The LGBTI law played a major role in the election campaign. In its 2023 platform, PP rejected “the most extreme positions on transsexuality,” and Núñez-Feijoo said he will abolish the current LGBTI Law if elected. Conservatives have repeatedly appealed several articles of the legislation before the Constitutional Court. Vox has also vowed to abolish the LGBTI Law in its latest platform, depicting gender self-determination as a “new fictional right” that “blurs the concepts of man and woman.” During the only broadcasted debate featuring several political groups present in Congress, Iván Espinosa de los Monteros, congressional speaker of Vox, said that Spaniards are worried that “maths have been replaced by gender ideology” and that, instead of dealing with the challenges faced by baby boomers’ retirement, the government “is concerned about the trans law.”
The left has underscored the threats a PP-Vox coalition government would pose for the queer community. In the speakers’ debate, Patxi López, PSOE’s congressional speaker, denounced the pacts of a “far-right alliance” that has already banned the screening of movies like Lightyear (which featured a kiss between two women) from a local summer festival in Cantabria. Additionally, during a debate in the Senate, Sánchez told Núñez-Feijoo that he “never imagined that recognizing rights of minorities like the trans community” would upset anyone; and in the only campaign debate between the two leaders, Sánchez said that “all the laws related to women and the LGBTI collective that is being threatened by Vox and their governments with PP have the imprint of PSOE.” Núñez-Feijoo responded that when he was president of Galicia, he “passed a law for the LGBTI collective in 2014,” and later added, “you talk about LGBTI flags, I have all the respect for those flags, but I also respect the flag of Spain, and you govern with parties that do not hang the Spanish flag in the institutions.”
Sumar (“Add Up”), the political successor of Unidas Podemos, wants to expand the protections of the current LGBTI law, and Yolanda Díaz, its leader, defended her party’s project, saying that the only thing Núñez-Feijoo has done is “include radicals in his governments, [those who] trample on women’s and LGBTI’s rights.” In a debate on equality policies organized this week, María de la Cabeza Ruiz Solás, a Vox congresswoman, called Elizabeth Duval, Sumar’s spokeswoman for feminism and LGBTI rights and a trans woman, “chronically ill” for the hormone treatment she receives, although she later clarified that being trans “is not an illness. The problem is that you have to take medication, which is negative for your health.” Andrea Fernández, PSOE’s equality spokeswoman, depicted Ruiz Solás’s comments as “Dante-esque,” and as a “violent discourse with the complicit tolerance of PP.”

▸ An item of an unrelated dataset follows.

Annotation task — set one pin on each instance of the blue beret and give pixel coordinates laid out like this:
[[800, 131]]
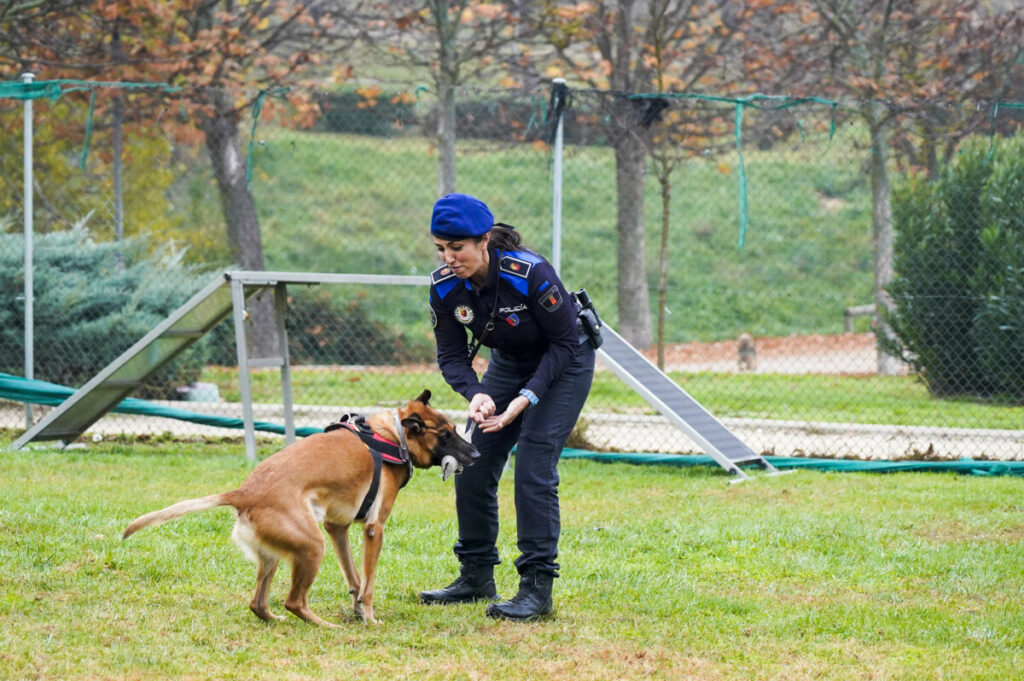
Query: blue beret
[[460, 216]]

Whoever wins on Sunday, queer Spaniards will have a fight on their hands. If Sánchez is returned to power, they will have to push his government to expand the protections of the existing LGBTI law. If the right takes over, they will have to defend the rights they have already won. Regardless of the outcome of the election, LGBTQI+ organizations, especially local ones like ALAS A Coruña, will continue to lead the way in the protection of the trans community, offering support and community for those in need of a chosen family. “We need to maintain the work we have been doing so far: educating, training, being on the streets, trying to reach all populations, traveling throughout the province, and providing quality services to our community,” said Ana G. Fernández, president of ALAS A Coruña.
And the fight against transphobia does not end at the election booth. “As a collective, country and society, I believe we should aspire to continue working on changing mindsets, and for those different perspectives to materialize in laws that protect the rights of trans people,” said Campos. “I am a fairly positive person.”